After speaking with some very helpful (and much more experienced reefers than me), I decided to employ a multi-pronged strategy to defeat them (this was performed in a relatively new tank, with only a few SPS frags) This consisted of the following:

1: Remove:
- Siphon to *waste* all the dinoflagellate mass I could with as little as possible water change (replacement water used TMC Pro Reef synthetic salt to ensure no organics) Do NOT try to pass through a filter sock or floss, they will pass through and re-form.

2: Create a hostile environment:

- 8 Day Total blackout (sump and tank wrapped in black plastic) followed by Blue-only lighting for 5 days before introducing whites gradually

- Maintain very low phosphate and Nitrate (Double Rowa amount, changing every 3/4 days)

- Double carbon media, replacing every 4 days

- Raise pH using Air stone to maintain 8.2+

- Wet Skim and clean it constantly - you need the skimmer at peak efficiency to remove dinos in the water column

3: Outcompete:
Create nutrient competition with good profile of microfauna/flora (Initial 10 x dose of FM Ultra-Bio, followed by daily top-ups of normal dose with UltraBak

Remember: Siphon Dead/Dying Dinoflaggelates to waste!
The reason for removal of as much of the dinoflagellate mass as possible prior to blackout and during is two fold: Firstly, they will break down and provide more free nutrients (you are trying to reduce this). Secondly, even if they are not toxic when growing in the tank (as mine were not), they can release toxins when dying off. I ost two conches who started to feed on an area of dying dinoflagellates on the sand.

The good news is that 6 weeks later, and they have not returned and the tank is (as far as I can tell) free of them.

A word on this approach, however - it is not for the faint hearted. Fortunately for me, I did not have a big stock of SPS. (Hammerheads, Acan, soft corals and LPS were fine).

However in my case, it did trigger a massive issue with the fish stock.
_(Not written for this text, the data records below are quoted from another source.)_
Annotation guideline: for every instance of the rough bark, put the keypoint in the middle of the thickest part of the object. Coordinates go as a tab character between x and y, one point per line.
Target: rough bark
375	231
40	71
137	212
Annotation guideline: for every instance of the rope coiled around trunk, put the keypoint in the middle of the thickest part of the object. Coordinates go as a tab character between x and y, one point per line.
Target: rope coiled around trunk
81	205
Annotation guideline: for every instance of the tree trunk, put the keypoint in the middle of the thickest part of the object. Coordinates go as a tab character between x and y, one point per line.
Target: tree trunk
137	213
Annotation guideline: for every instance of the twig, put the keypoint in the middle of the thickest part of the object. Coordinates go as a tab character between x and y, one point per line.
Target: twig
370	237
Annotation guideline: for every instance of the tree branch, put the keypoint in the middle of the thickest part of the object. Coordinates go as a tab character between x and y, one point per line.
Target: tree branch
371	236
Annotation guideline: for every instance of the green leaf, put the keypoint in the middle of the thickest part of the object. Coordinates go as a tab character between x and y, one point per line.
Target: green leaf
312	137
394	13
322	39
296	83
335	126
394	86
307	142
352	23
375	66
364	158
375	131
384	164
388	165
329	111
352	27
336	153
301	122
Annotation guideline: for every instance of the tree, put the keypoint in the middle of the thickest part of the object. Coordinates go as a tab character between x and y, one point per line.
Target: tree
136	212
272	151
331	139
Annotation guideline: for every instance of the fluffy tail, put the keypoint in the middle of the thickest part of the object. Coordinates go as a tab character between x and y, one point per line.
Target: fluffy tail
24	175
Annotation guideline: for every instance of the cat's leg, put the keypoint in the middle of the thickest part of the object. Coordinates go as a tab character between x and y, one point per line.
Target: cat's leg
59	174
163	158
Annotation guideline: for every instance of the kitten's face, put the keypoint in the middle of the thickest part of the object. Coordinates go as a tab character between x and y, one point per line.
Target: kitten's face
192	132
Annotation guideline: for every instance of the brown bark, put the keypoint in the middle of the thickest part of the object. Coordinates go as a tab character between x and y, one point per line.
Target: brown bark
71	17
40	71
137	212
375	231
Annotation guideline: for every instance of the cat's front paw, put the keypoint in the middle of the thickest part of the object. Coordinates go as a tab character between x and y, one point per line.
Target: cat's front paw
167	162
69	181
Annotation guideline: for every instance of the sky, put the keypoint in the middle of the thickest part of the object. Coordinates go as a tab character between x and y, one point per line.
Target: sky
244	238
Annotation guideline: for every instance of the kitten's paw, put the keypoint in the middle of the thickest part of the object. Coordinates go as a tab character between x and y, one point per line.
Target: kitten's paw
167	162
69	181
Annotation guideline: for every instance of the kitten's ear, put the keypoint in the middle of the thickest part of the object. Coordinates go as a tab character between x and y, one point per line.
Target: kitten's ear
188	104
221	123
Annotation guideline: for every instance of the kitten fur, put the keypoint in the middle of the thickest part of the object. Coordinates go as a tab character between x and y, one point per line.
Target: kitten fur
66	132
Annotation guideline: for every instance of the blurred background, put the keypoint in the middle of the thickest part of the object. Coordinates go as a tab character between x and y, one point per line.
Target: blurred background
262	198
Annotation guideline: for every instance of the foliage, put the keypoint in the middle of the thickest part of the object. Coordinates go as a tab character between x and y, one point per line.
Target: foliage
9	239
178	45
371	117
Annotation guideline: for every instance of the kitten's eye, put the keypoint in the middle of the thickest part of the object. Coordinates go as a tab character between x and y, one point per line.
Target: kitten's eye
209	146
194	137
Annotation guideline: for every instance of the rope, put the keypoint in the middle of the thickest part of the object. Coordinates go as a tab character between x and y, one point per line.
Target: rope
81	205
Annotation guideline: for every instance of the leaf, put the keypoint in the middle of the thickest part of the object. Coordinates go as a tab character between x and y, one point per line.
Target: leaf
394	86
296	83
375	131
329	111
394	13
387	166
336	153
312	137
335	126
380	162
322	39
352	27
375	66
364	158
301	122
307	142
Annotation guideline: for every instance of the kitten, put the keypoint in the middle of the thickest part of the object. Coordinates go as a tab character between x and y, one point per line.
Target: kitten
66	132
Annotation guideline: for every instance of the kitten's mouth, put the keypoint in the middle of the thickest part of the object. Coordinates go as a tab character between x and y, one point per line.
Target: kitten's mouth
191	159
As they were in the dark, they retreated to the rock and did not feed. This lowered their immune system and allowed a protozoan infection (probably Crytpocaryon) to take hold (I believe this came into the system on some macroalgae from another reefer previously).

So this method is certainly effective, and much more so than miracle in a bottle chemicals, however some care needs to be taken.